Mobile Companies to Abandon Projects Worth Billions Due to Import Problems

The government is likely to grant force majeure to Cellular Mobile Operators (CMOs) for 10 new infrastructure projects worth Rs. 8 billion which are facing serious problems in implementation due to the non-opening of Letters of Credit (LCs) for equipment imports.

All Cellular Mobile Operators (CMOs) have requested the Universal Service Fund (USF) for delaying 10 new projects of around Rs 8 billion to be implemented in unserved and under-served areas of the country.

Official sources revealed that CMOs had written a letter to USF and requested for delaying projects as they are facing serious problems in imports due to restrictions and non-opening of LCs.

According to a clause in the USF agreement (force majeure) a USF service provider shall be excused, in accordance with the USF services and subsidy agreement, from certain failures to perform its obligations under the USF Services and Subsidy Agreement if an event of force majeure has prevented the performance of the obligations.

Sources in USF also confirmed the letter while saying that further deliberation is ongoing to decide the fate of the new project’s implementation.

USF has contracted around 130 projects of around Rs. 124 billion so far across the country envisaging expanding telecom services to un-served and under-served areas.

However, USF is facing several challenges including security, equipment theft, and equipment import due to Letter of Credit margin issues, which are hampering progress and delaying the timely execution of various projects in the pipeline.

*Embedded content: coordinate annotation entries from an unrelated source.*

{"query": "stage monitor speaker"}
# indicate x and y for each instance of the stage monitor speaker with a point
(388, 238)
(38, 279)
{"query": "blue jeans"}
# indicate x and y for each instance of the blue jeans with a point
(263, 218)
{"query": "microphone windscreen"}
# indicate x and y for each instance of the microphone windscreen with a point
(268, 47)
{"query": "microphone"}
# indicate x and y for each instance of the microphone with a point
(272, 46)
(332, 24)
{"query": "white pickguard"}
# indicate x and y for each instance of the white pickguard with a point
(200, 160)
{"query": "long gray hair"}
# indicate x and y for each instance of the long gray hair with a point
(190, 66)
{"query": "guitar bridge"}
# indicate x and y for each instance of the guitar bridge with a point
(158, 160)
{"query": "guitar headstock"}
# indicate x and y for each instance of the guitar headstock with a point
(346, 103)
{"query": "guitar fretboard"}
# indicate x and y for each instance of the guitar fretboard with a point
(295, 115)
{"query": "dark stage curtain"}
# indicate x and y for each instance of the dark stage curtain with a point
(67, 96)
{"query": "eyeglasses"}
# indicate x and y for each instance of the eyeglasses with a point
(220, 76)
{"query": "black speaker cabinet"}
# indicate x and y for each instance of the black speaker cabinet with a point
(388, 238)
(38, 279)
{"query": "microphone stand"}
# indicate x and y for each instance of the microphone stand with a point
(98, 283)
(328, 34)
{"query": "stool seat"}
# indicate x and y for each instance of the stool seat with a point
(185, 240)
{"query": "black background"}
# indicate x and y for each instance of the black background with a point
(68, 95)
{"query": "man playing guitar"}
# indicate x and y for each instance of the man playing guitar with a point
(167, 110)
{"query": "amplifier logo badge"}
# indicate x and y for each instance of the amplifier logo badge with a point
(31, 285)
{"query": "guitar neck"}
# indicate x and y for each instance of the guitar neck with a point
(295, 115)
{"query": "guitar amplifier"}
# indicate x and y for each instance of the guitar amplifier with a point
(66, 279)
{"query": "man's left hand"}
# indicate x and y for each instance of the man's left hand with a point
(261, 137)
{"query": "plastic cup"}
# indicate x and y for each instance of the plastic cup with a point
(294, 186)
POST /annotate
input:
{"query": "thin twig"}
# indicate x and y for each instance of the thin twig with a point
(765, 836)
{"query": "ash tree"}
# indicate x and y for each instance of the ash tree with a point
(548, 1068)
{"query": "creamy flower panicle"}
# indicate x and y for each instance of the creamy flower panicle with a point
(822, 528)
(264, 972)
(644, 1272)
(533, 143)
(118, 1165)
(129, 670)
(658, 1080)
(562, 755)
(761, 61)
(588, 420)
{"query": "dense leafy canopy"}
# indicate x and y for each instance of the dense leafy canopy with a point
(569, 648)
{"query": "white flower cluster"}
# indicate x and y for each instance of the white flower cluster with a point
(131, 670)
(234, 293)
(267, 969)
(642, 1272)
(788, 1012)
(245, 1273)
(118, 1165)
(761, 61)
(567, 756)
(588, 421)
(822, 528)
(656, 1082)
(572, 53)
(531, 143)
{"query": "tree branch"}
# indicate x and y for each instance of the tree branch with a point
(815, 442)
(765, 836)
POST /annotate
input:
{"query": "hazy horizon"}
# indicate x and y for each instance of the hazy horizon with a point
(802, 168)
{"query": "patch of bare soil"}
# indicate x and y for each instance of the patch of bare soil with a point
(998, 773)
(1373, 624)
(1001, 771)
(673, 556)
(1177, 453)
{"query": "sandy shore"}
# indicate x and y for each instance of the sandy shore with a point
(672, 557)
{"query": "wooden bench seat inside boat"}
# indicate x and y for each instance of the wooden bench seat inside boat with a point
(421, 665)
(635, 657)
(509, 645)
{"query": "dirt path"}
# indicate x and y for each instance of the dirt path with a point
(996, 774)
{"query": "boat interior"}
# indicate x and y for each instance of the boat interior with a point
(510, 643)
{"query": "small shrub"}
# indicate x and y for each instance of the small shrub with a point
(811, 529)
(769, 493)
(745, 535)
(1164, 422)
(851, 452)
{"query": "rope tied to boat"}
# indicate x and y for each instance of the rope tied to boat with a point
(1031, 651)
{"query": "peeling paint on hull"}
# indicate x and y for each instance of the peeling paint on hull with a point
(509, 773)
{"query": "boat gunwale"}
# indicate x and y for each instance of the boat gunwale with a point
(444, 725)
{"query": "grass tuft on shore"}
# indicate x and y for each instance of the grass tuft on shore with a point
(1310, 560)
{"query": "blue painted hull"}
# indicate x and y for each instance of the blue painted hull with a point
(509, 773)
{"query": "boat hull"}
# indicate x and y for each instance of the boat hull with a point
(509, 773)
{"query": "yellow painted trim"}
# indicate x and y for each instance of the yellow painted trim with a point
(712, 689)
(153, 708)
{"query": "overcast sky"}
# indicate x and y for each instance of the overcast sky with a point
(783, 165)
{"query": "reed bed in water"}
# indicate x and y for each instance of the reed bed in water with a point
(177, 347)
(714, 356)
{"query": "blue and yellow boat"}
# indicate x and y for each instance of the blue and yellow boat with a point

The fund was created in 2007 to stretch cellular, broadband internet, fiber optics, and other telecommunication services to un-served or underserved areas. All telecom companies have contributed 1.5% of their revenues to the fund. Telecommunication coverage was around 44% before USF was launched in 2006-07.

According to documents, of the total Rs. 123.5 billion subsidies, Pakistan Telecommunication Company Limited (PTCL) took a major chunk of Rs. 36.7 billion (29.7%), Ufone Rs. 30.2 billion (24.4%), Telenor Rs. 27.7 billion (23%), Zong Rs. 5.637 billion (4.5%), Wateen Rs. 4.847 (3.93%), World Call Rs.1.273 billion (1.03%), Jazz Rs. 12.237 billion (9.9%) and Nayatel Rs 3.314 billion (2.7%).

An official said that the “Broadband for Sustainable Development” program, under the USF, is designed to provide telecom services to the un-served mauzas across the country. After the issuance of 3G/4G licenses by the federal government, this program has been redesigned to include broadband equivalent data (internet) services as a compulsory component.

For new projects, powering the telecommunication sites through solar energy was also made a part of each project. According to documents, 1,699 base transceiver stations (BTS) have been installed and 12,825 mauzas have been covered.

The optic fiber program is another initiative under USF that aims to promote the development of telecommunication services in un-served and under-served rural areas to enable affordable, voice, telephony, and basic data services.

This also requires the establishment of a stable and reliable optic fiber network in all corners of the country. This project aims to extend optic fiber connectivity to the un-served Tehsil headquarters for meeting the growing requirements of voice, data, and video in these areas.

Official sources revealed that some of the un-served and under-served areas in Balochistan and some in erstwhile Federal Administered Tribal Areas (FATA), still lack access to basic telephone and mobile broadband services.

USF officials maintained that despite massive growth, many areas remained underserved. The challenges, they asserted, that the USF faced were rugged terrains, sparse population, harsh weather, lack of electricity, no backhaul, and poor logistics as well as security clearance.

In the areas which do not support the business plans of telecom operators, the government subsidizes projects for them to reach the under-served and un-served.

Official documents revealed that the Fund is confronted with various issues including security challenges, restricted movement, damage to site infrastructure due to terrorist activities, equipment theft, community issues, land disputes, local administration, NOCs from local administration/DCs, forest lands, and following the recent import restrictions.